Broken spinal needle lodged in spine not negligent

by | Feb 6, 2023 | Health Blog

The plaintiff, Bronwyn Fuller (Mrs Fuller) brought proceedings against the defendant (Canberra Hospital) on the basis that it was vicarious liability for the alleged negligence of an anaesthetic registrar and a consultant anaesthetist. During the administration of a spinal anaesthetic, the spinal needle being used for the spinal anaesthetic broke in half with one half remaining lodged in Mrs Fuller's spinal column.

The background

Mrs Fuller was to have a spinal anaesthetic for the caesarean birth of her second child. The registrar had initially attempted insertion of the introducer (larger needle) and the spinal needle (smaller needle) at the level of L4/5 and then L3/4. He was unsuccessful several times and hit bone or ligamentous material each time (his evidence in relation to the exact number of times he attempted the insertion of the needles was unclear, but the Court found that he made 2 attempts at L3/4 and 1 attempt at L4/5), which led to the consultant then attempting to insert the needles.

When the consultant attempted to insert the needles at L4/5, she hit also bone but was able to insert the needle to its full depth. She then checked if the needle was properly positioned by checking whether cerebrospinal fluid could be drawn back into the needle. It could not and so she concluded that the needles were in the incorrect position. She pulled out both needles at which time it was noticed that half the spinal needle was not present. She advised the patient that half the spinal needle was lodged in her back. It was then surgically removed by a neurosurgeon from level L4/5.

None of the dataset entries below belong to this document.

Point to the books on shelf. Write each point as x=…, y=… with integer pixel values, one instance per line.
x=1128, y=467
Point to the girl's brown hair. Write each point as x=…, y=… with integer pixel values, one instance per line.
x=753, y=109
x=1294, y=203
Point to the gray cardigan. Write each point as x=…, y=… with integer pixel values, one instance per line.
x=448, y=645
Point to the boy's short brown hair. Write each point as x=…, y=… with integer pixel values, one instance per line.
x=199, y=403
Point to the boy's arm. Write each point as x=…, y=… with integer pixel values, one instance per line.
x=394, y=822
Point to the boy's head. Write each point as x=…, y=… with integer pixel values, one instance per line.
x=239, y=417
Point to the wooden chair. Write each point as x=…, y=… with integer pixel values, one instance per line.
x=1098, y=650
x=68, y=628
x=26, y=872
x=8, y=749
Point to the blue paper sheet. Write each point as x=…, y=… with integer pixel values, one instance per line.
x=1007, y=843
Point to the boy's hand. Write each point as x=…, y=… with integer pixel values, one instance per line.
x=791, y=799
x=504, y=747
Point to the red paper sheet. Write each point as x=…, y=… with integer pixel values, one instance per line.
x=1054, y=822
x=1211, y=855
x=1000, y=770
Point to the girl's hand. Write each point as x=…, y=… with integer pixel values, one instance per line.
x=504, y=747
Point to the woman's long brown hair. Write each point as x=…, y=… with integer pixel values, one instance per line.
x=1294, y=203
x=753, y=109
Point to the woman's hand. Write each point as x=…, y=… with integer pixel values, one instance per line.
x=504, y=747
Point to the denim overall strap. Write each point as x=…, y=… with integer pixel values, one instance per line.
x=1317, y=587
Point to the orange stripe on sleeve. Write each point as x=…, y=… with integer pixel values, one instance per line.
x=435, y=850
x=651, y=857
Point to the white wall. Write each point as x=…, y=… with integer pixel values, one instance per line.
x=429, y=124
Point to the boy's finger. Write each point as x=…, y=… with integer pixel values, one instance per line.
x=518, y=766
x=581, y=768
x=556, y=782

Between each attempted insertion by the registrar and the consultant, the needles were placed on a sterile surface and there was no apparent damage to them.

Findings

In considering whether the registrar and consultant were negligent, the Court determined that the risk that a spinal needle may break and cause an injury was reasonably foreseeable (in the sense that it was not far-fetched or fanciful). Although a very rare event, the available medical literature directed to this occurrence documented it.

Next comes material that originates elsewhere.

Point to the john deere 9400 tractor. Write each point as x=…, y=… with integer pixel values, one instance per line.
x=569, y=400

The Court held that the most likely explanation for the broken needle was that the consultant hit bone or hard ligamentous material when inserting the spinal needle and thereby bent or deformed the needle.

The proposed precaution to minimise the risk of needle breakage was to discard the spinal needle after unsuccessful attempts to administer the anaesthetic and recommence the procedure using a fresh spinal needle. The issue for determination was whether an anaesthetist (with the attributed characteristics) would have taken the precaution of changing the needle in the circumstances.

In expert conclave, evidence was given that a reasonably competent anaesthetist in the position of the consultant ought to have known of the risk that the spinal needle could break. However, the experts indicated that competent practice would not require the replacement of a spinal needle after 2 or 3 attempts at insertion. Despite no formal consensus being reached between the experts, the Court considered that based on the thrust of the expert conclave, changing the spinal needle after about 7 attempts at insertion was consistent with competent practice. On this basis, the Court held that the medical practitioners’ conduct was not in breach of the duty of care owed to Mrs Fuller.

The Court emphasised that this finding was on the background of the materialisation of a rare or very rare risk (that is, the spinal needle breaking).